Qui était Jeanne Calment ? 

Jeanne Calment aimait dire que "Dieu l'avait oubliée". Cette Française, née le 21 février 1875, plus d'une décennie avant la construction de la tour Eiffel ou l'invention du cinéma, est morte le 4 août 1997, dans une maison de retraite d'Arles (Bouches-du-Rhône). Elle avait alors officiellement 122 ans et 164 jours. Cet âge exceptionnel fait d'elle la détentrice du record mondial de longévité, tous sexes confondus, homologué par le Guinness Book.

Quelle est cette théorie russe ? 

Le mathématicien russe Nikolaï Zak, membre de la Société des naturalistes de l'université de Moscou, doute de l'authenticité du record de longévité de Jeanne Calment. Soutenu par le gérontologue russe Valeri Novosselov, il a pendant des mois analysé les biographies, interviews et photos de Jeanne Calment, ainsi que des témoignages de ceux qui l'avaient connue et les archives d'Arles.

Nikolaï Zak est arrivé à la conclusion que la fille de Jeanne Calment, Yvonne, avait pris l'identité de sa mère. Le chercheur estime qu'en 1934, ce n'est pas l'unique fille de Jeanne Calment, Yvonne, qui est morte d'une pleurésie, comme le dit la version officielle, mais Jeanne Calment elle-même. Yvonne aurait alors emprunté l'identité de sa mère, ce qui aurait permis d'éviter de payer les droits de succession. C'est donc elle qui serait morte en 1997, à l'âge de 99 ans. Un incroyable tour de passe-passe.
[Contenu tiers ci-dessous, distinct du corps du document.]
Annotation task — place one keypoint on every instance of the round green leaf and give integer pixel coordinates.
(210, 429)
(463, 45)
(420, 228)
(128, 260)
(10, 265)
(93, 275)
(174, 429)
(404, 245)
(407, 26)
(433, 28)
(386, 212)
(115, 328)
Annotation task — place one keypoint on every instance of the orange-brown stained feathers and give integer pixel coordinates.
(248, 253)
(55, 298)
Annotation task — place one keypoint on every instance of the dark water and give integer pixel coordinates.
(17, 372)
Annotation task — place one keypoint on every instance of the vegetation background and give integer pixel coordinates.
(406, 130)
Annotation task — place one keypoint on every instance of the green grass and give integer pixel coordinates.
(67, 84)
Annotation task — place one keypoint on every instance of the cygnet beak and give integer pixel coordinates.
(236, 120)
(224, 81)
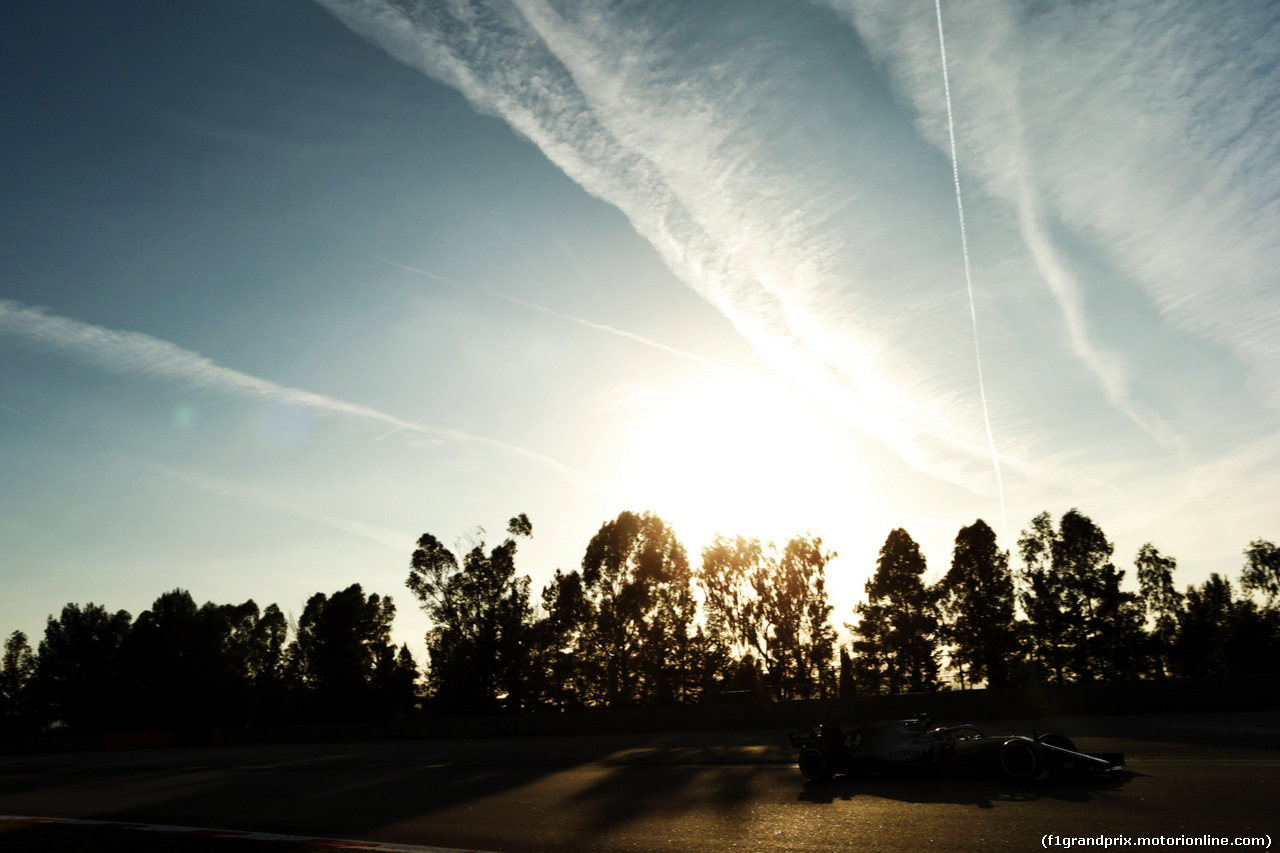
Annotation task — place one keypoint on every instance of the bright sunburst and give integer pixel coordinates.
(735, 455)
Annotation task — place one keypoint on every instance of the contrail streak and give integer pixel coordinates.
(136, 354)
(589, 324)
(968, 274)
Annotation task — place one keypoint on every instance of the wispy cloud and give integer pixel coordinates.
(778, 176)
(292, 505)
(577, 320)
(1147, 128)
(144, 355)
(690, 144)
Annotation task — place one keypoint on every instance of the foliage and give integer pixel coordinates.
(480, 615)
(1161, 603)
(896, 634)
(772, 605)
(636, 587)
(16, 674)
(77, 680)
(977, 601)
(1262, 570)
(343, 657)
(1082, 625)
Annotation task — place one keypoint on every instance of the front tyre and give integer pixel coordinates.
(1020, 760)
(814, 765)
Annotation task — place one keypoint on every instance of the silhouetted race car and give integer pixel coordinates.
(826, 751)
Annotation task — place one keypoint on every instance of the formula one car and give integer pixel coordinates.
(826, 751)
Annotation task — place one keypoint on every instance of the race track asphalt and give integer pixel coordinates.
(1188, 776)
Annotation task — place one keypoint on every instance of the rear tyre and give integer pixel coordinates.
(814, 765)
(1020, 760)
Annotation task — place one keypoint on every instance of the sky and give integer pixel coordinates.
(286, 286)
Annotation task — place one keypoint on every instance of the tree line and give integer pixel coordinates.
(639, 624)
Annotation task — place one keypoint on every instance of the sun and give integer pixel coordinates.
(734, 455)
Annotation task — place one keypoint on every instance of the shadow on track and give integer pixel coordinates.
(960, 790)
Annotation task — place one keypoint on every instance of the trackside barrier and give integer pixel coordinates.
(1171, 696)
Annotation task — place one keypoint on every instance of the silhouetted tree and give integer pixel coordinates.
(1161, 603)
(896, 633)
(77, 669)
(560, 648)
(636, 579)
(339, 643)
(772, 605)
(1262, 570)
(177, 667)
(16, 675)
(1082, 624)
(977, 601)
(480, 614)
(1205, 629)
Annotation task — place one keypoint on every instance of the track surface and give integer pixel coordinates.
(1188, 776)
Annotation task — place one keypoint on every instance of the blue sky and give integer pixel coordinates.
(287, 284)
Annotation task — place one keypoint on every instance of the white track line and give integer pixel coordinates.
(256, 836)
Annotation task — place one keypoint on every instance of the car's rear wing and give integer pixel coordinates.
(801, 738)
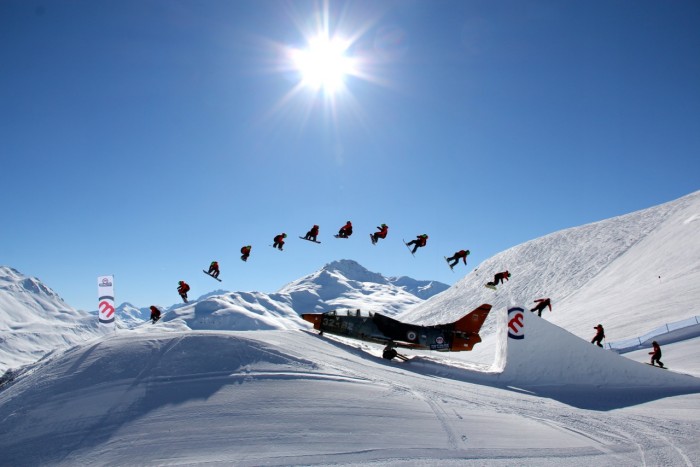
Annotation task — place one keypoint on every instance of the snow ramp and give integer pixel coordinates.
(534, 355)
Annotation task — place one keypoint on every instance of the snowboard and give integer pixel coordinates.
(448, 263)
(662, 367)
(409, 248)
(205, 272)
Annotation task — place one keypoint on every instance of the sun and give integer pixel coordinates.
(324, 64)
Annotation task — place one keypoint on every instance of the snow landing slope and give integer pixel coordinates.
(158, 395)
(632, 273)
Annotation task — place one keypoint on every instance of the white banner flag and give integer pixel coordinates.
(105, 290)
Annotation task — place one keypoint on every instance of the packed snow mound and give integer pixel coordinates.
(618, 272)
(345, 284)
(34, 320)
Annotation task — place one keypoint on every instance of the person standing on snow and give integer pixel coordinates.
(383, 230)
(461, 254)
(245, 252)
(419, 242)
(213, 269)
(279, 241)
(182, 289)
(656, 354)
(599, 335)
(542, 303)
(345, 231)
(155, 314)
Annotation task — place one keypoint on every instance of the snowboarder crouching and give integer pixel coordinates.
(213, 269)
(498, 278)
(279, 241)
(182, 289)
(245, 252)
(542, 303)
(599, 335)
(656, 354)
(461, 254)
(419, 242)
(155, 314)
(383, 230)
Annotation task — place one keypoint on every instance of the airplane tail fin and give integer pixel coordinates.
(466, 329)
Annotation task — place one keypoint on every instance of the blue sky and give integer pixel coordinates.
(146, 139)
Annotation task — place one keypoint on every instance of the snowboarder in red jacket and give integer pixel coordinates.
(383, 230)
(419, 242)
(182, 289)
(213, 269)
(345, 231)
(312, 234)
(542, 303)
(498, 278)
(599, 335)
(155, 314)
(279, 241)
(245, 252)
(461, 254)
(656, 354)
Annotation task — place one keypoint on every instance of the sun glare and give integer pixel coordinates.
(324, 64)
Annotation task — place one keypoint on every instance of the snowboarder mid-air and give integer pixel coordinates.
(279, 241)
(213, 269)
(656, 354)
(245, 252)
(383, 230)
(182, 289)
(312, 234)
(599, 335)
(498, 278)
(419, 242)
(155, 314)
(345, 231)
(461, 254)
(542, 303)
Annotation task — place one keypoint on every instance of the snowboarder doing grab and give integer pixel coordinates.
(461, 254)
(542, 303)
(213, 269)
(312, 234)
(599, 335)
(182, 289)
(155, 314)
(419, 242)
(245, 252)
(383, 230)
(656, 354)
(279, 241)
(345, 231)
(498, 278)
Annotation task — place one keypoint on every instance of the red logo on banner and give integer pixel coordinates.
(106, 308)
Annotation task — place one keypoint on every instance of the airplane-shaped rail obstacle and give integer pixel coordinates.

Parmi les 17 éléments que présente le chercheur figure une copie de la carte d'identité de Jeanne Calment datant des années 1930 où la couleur de ses yeux (noirs), sa taille (1m52) et la forme de son front (bas) ne correspondent pas à celles de la doyenne française au cours de ces dernières années de vie. Alimentant les doutes, Jeanne Calment avait ordonné de brûler une partie de ses archives photos quand elle est devenue célèbre, selon les chercheurs russes.

"En tant que médecin, j'ai toujours eu des doutes sur son âge", abonde le gérontologue russe Valeri Novosselov, qui dirige la section gérontologique au sein de la Société des naturalistes de Moscou. "L'état de ses muscles était différent de celui des autres doyens. Elle se tenait assise sans aucun soutien. Elle n'avait aucun signe de démence."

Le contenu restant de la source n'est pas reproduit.